F3 The Reporting Person has an indirect beneficial ownership interest in 836,965 shares of Common Stock, which are directly beneficially owned by Wynnefield Small Cap Value Offshore Fund, Ltd., as members of a group under Section 13(d) of the Exchange Act. Wynnefield Small Cap Value Offshore Fund, Ltd., which maintains offices at the same address as the Reporting Person, is filing this statement jointly with the Reporting Person. Wynnefield Capital, Inc. as the sole investment manager of Wynnefield Small Cap Value Offshore Fund, Ltd., has an indirect beneficial ownership interest in the shares of Common Stock that Wynnefield Small Cap Value Offshore Fund, Ltd. directly beneficially owns. Nelson Obus and Joshua Landes, as principal executive officers of Wynnefield Capital, Inc., have an indirect beneficial ownership interest in the shares of Common Stock that Wynnefield Small Cap Value Offshore Fund, Ltd. directly beneficially owns.

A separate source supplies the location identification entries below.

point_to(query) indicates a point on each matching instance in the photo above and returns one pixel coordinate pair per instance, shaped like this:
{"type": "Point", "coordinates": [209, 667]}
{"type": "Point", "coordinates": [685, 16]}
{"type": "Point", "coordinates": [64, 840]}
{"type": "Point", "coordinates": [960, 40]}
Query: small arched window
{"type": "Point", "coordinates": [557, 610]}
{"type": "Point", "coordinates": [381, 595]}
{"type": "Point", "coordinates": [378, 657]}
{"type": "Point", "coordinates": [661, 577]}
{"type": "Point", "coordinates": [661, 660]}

F4 The Reporting Person has an indirect beneficial ownership interest in 367,350 shares of Common Stock, which are directly beneficially owned by Wynnefield Capital, Inc. Profit Sharing Plan, as members of a group under Section 13(d) of the Exchange Act. Wynnefield Capital, Inc. Profit Sharing Plan, which maintains offices at the same address as the Reporting Person, is filing this Form jointly with the Reporting Person. Mr. Obus and Mr. Landes, as co-trustees, has the power to vote and dispose of Wynnefield Capital, Inc. Profit Sharing Plan's investments in securities and has an indirect beneficial ownership interest in the shares of Common Stock that Wynnefield Capital, Inc. Profit Sharing Plan directly beneficially owns.

Remarks:

This late filing is due to an inadvertent administrative error, and not any error of the Reporting Owners, that resulted in the original Form 4 being erroneously filed with the Securities and Exchange Commission on November 29, 2022 under the issuer name Lifecore Biomedical Inc. (CIK # 0000028626), a Minnesota corporation, instead of Lifecore Biomedical Inc. (CIK # 0001005286), a Delaware corporation. Each of the Reporting Owners identified in this statement disclaims beneficial ownership of the securities described in this statement, except to the extent of their individual respective pecuniary interest in such securities. The filing of this statement shall not be deemed an admission that any of the Reporting Owners identified in this statement are, for purposes of Section 16 of the Exchange Act or otherwise, the beneficial owner of any securities specified in this statement other than those directly beneficially owned by them.